OK. It's been mentioned by me and
@PBCool but the information is obviously spread accross several threads, so it's hard for anyone to get a summary I suppose, and also we've been down in the "thick of things" and trying to minimize the impact on our network.
- We are moving our network to a blend of Seacom (East-Coast) and WACS (West-Coast) capacity via NTT.
- This has happened for KZN and JHB initially.
- This will provide better routes to Asia, Brazil, and other locations.
- Previously we used EASSY as a backup route only on the east coast.
- Thas has led to increased latency on certain international paths, as JHB now prefers Seacom, vs WACS, depending on the route.
- We are working on this, but it is a process.
- Between our Rosebank datacentre, and Teraco in Isando, we have deployed an additional 150Gbps of capacity.

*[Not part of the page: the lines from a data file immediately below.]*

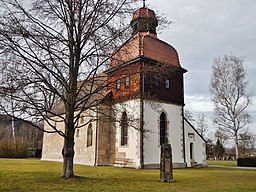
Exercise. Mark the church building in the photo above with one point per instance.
(145, 80)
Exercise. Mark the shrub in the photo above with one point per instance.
(246, 162)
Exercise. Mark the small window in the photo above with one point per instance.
(167, 83)
(127, 81)
(77, 132)
(156, 81)
(118, 84)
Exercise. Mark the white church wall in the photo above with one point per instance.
(131, 151)
(53, 142)
(85, 154)
(198, 146)
(152, 147)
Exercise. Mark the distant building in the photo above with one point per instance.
(22, 131)
(145, 81)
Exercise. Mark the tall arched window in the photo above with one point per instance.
(89, 135)
(124, 129)
(163, 125)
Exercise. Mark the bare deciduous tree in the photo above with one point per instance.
(228, 88)
(46, 48)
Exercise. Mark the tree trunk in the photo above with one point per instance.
(236, 147)
(68, 148)
(68, 156)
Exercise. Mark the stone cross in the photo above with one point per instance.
(166, 166)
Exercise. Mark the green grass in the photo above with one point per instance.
(222, 163)
(34, 175)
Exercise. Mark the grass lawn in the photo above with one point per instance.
(222, 163)
(35, 175)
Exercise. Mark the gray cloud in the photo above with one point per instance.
(204, 30)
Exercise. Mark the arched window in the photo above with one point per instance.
(191, 151)
(124, 129)
(163, 126)
(89, 135)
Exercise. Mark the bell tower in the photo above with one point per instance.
(144, 20)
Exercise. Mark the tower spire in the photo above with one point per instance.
(144, 3)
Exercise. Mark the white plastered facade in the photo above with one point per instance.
(179, 133)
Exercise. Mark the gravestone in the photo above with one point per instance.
(166, 167)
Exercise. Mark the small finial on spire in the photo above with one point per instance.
(144, 3)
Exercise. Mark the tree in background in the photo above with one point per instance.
(228, 88)
(46, 47)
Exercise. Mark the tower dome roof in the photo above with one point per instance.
(144, 12)
(144, 20)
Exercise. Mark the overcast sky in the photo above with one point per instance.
(204, 30)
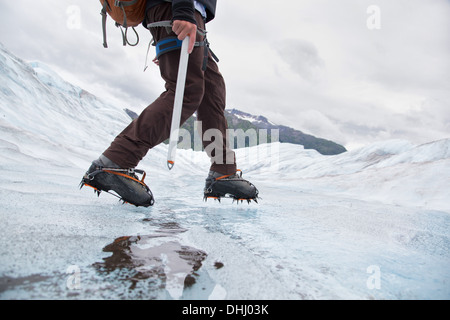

- During the process, we have had several issues with routers in Teraco Isando, and Parklands/Rosebank.
- Several of the new links have flapped, due to unexpected issues on the build.
- This caused a lot of the daily reconvergence, where local and peered traffic would be unavailable for a few minutes.
- These have now been stabilized we believe.
- We have also experienced stability issues on our Rosebank->Midrand->Isando paths.
- This caused traffic to flow along lower capacity links, leading to packet loss.
- We upgraded our core routers in Teraco Isando
- One of these routers contributed to packet loss between Rosebank (Trenched/Aerial customers) which turned out to be an device issue. This router is now running clear.
- We experienced consistent packet loss via one of our NAP Africa 100Gbps ports, which was eventually resolved by NAP Africa/Teraco replacing an optic on their side, after several escalations to them. This was ongoing for several weeks.
- We experienced capacity issues at another of our NAP Africa (40Gbps) routers that was resolved by reconfiguring and collapsing 2x20G port-channels into a single 40Gbps port-channel.
- This led to peering issues with Whatsapp/Facebook/Meta.
- Due to the new transit capacity with NTT/Didata, we also experienced routing issues at JINX, in Rosebank, which caused things like quad9 and Microsoft teams to have routing loops, which we have resolved by preferring NAP Africa routes for these peers.
- Our TCP accellerator that manages packet loss to international destinations, developed a fault in one of it's line cards that took 2 weeks to arrive.
- With the changes in transit capacity, we decided to NOT install it in-line with our current UK capacity but rather inline with the new NTT/Didata capacity, as it was pending the change.
- This led to degraded international througput over the past few weeks, as we were finalising our deployment with our new NTT/Didata capacity
- And then Vumatel Villages has been a nightmare, which has been escalated to both COO's at Vumatel, but nothing seems to be happening. We are pushing all the levers we can.
- In between this, load shedding issues caused accross various FNO networks, which is not something we can control.
I can understand the frustration that this has caused, and it has all compressed into several events in several weeks.
I hope the transparency helps. I've just not had the time to write this essay, respond to queries on MyBroadband, and deal with our network team all at the same time in the fashion that I normally would.
TLDR; we have embarked on a massive network redesign project for the better, and unfortunately, some of the changes have affected services.